Amo Jones’ The Elite Kings Club series rides the razor’s edge of Horror, Thriller, and Dark Romance genres. It’s a mindfuck of epic proportions and the tension and terror of more than a few parts required Ativan to read through–this is meant as a compliment.
Notorious and spoiled Madison Montgomery is escaping one nightmare via being introduced to another. She is already suffering a hangover from her mother’s recent tragic murder/suicide. Now Madi’s father has collected a new trophy wife, complete with delinquent son, with which to gift his traumatized little girl. Her new home is overrun by her new prep school’s ‘Ol’ Boy’s Club: a veritable army of hot as sin douche canoes who alternately protect and terrorize her.
There are a lot of things wrong with this book outside the very dark and abusive element. The writing is often atrocious with tense switching, sentence structure breakdowns, and typos. But the real failing is the inconsistency in the time table and the location handling.
We East Coast people cannot swim in a lake during Halloween unless we are having a hot spell straight out of hell. Halloween is also not the time of year for fireflies, we tend to stop seeing them when it’s frosting out. The Hamptons, while being the supposed location of Madison and the Kings, often feels straight from the lifestyle of Southern California and nothing could be further apart in customs and culture than old money families, and starlet beach life.
Further troubling is the messy managing of the timeline that begins the first day of school, followed by the weekend after she first meets the Kings, a few more days in school, and suddenly it’s Halloween. It’s a planner’s nightmare of calendar failures.

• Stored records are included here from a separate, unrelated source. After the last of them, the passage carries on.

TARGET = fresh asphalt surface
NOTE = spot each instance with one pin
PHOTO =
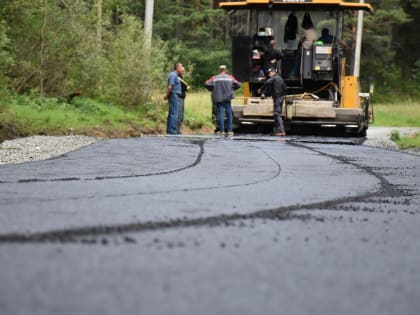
(205, 225)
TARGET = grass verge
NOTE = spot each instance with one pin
(404, 114)
(23, 115)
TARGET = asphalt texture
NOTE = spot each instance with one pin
(207, 225)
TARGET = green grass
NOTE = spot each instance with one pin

Okay then, why the high rating?
The story itself is fascinating. The characters are figures fashioned straight out of folk legend, news headlines, America’s Most Wanted, and the-guilty-pleasure-bad-boy-daydreaming-of -the-mentally-ill.
I am okay with my sickness.
And admitting you are twisted is the first step in denying that part of you exists.

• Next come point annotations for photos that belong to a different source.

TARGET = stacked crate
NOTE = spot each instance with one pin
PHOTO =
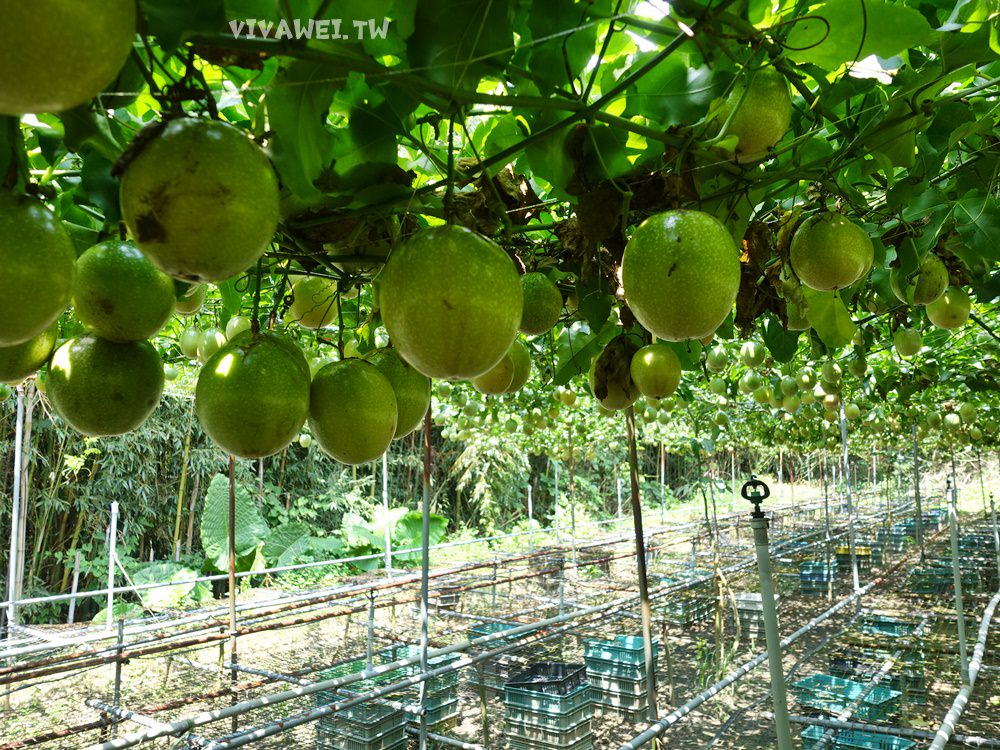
(750, 609)
(816, 577)
(862, 554)
(863, 663)
(849, 739)
(372, 725)
(497, 670)
(441, 693)
(616, 671)
(827, 694)
(548, 707)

I could barely put the book down despite it making my heart pound and palms sweat. The distortion of relationships: friends who are foes, foes who are allies, leaves the reader unsure who to trust. Least of all trustworthy is the heroine who can’t help herself from being lead down the proverbial drain. I knew she was pissing me off, doing dumb things that made me want to smack her, but I couldn’t look away from the train wreck she was with her nemesis/love interest/torturer.
Bishop Vincent Hayes is a degenerate blackhole where good girls go to die.

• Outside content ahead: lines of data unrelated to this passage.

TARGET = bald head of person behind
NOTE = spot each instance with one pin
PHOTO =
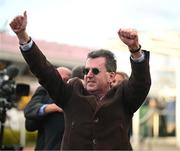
(65, 73)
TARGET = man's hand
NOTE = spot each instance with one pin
(52, 108)
(18, 25)
(129, 37)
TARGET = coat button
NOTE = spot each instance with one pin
(96, 120)
(72, 124)
(94, 141)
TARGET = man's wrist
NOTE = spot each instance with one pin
(27, 46)
(132, 50)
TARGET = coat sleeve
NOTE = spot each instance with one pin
(47, 75)
(37, 100)
(138, 85)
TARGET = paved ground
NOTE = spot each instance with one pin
(157, 144)
(149, 144)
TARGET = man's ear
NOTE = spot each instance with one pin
(111, 76)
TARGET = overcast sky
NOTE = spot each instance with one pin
(89, 22)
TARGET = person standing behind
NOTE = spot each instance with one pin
(119, 78)
(97, 117)
(43, 115)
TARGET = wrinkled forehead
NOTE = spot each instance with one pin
(98, 62)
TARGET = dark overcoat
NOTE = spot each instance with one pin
(50, 126)
(91, 123)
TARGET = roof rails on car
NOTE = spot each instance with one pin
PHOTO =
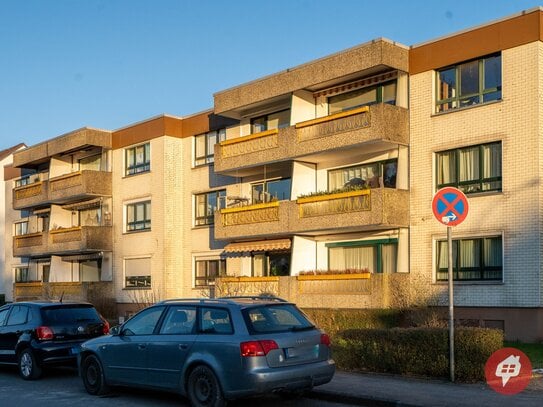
(254, 297)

That said, I was a mess reading Silver Swan. I was flipping pages wondering what in the world Madison was thinking while doing the nonsense she was doing. I was also wondering what in the world I was thinking making excuses for this broken Cinderella. All the absurdity of who she was becoming as the story developed made sense to me. I got why she always made the wrong choice. Madison Montgomery is tragically broken to start with and each time she is further shattered it is shaping her into this more fragile glass punching bag begging for crueler punishments.
And I make no excuses for bullying and torture except to say that Amo Jones makes it sound so beautifully reformative.
By the way Bishop Vincent Hayes isn’t the only blackhole in the Elite Kings Club Universe. They are all blackholes in a cosmic clusterfuck of lunacy.